CHAPTER XX.
AT THE ESMERALDA MINE.
"If only I was certain that my boy and his friends were safe, Geisler, I wouldn't feel so much anxiety."
Mr. Merrill, an anxious look on his face, paced up and down the floor of the office of the Esmeralda Mine. It was the morning of the day following the dash for safety in Buck Bradley's car, and the mine owner and his superintendent had been in anxious consultation since breakfast. In truth, they had enough to worry them. In the specie room of the mine was stored more than $20,000 worth of dust, the product of the big stamp mill.
From what they had been able to ascertain, the insurrectos were unusually active in the neighborhood. Open warning had been sent to the American mine owners, including Mr. Merrill, to be prepared to yield up generously and freely, or have their property destroyed. In addition to this worry, the mine owner and his superintendent, together with the three young "level bosses," had been practically cut off from communication with the outside world for the past twenty-four hours.
A branch of the Chihuahua Northern tapped the mine, but no train had puffed its way up the steep grade for more than three days, and it was useless to try to use the wires, as they had been put out of commission almost at the beginning of the trouble in the province.

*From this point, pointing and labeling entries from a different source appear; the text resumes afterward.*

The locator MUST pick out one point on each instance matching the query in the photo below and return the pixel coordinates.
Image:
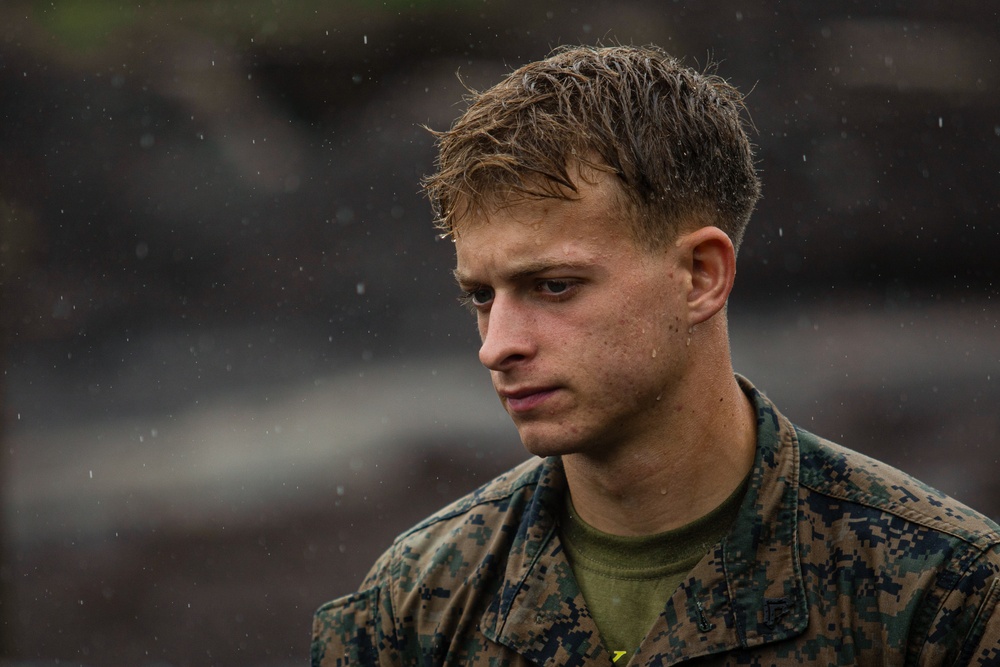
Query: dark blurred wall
(203, 203)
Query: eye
(477, 297)
(555, 286)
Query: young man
(597, 199)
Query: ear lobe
(713, 271)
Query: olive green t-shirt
(627, 581)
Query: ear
(710, 258)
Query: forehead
(527, 236)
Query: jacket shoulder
(497, 491)
(838, 472)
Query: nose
(507, 335)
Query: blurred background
(233, 365)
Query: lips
(526, 399)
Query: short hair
(674, 137)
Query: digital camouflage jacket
(835, 559)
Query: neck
(700, 453)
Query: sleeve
(982, 645)
(357, 630)
(966, 627)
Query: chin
(542, 446)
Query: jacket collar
(746, 592)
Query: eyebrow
(527, 270)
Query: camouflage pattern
(835, 559)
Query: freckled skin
(570, 309)
(592, 346)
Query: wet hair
(674, 138)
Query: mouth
(526, 399)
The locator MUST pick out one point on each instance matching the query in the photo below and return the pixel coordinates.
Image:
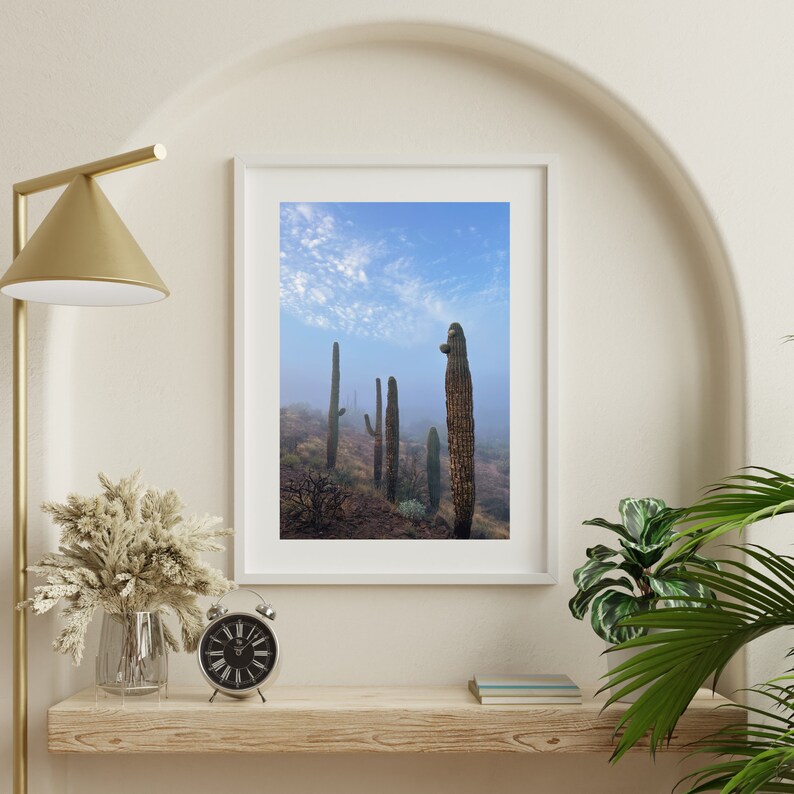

"If I had ever dreamed the trouble would assume such serious proportions, the last thing I would have done would have been to allow the professor or his young charges to journey to the Haunted Mesa," continued the mine owner.
Geisler, a rotund German, with a wealth of flaxen hair and moustache, puffed at his china-bowled pipe before replying.
"Dese Megxicans is der teufel ven dey get started, ain'd idt?" he remarked. "For a veek, now, dere has not been a tap of vork done py der mine, und nodt a sign uv der rabblescallions uv loafers vot vos employed deere."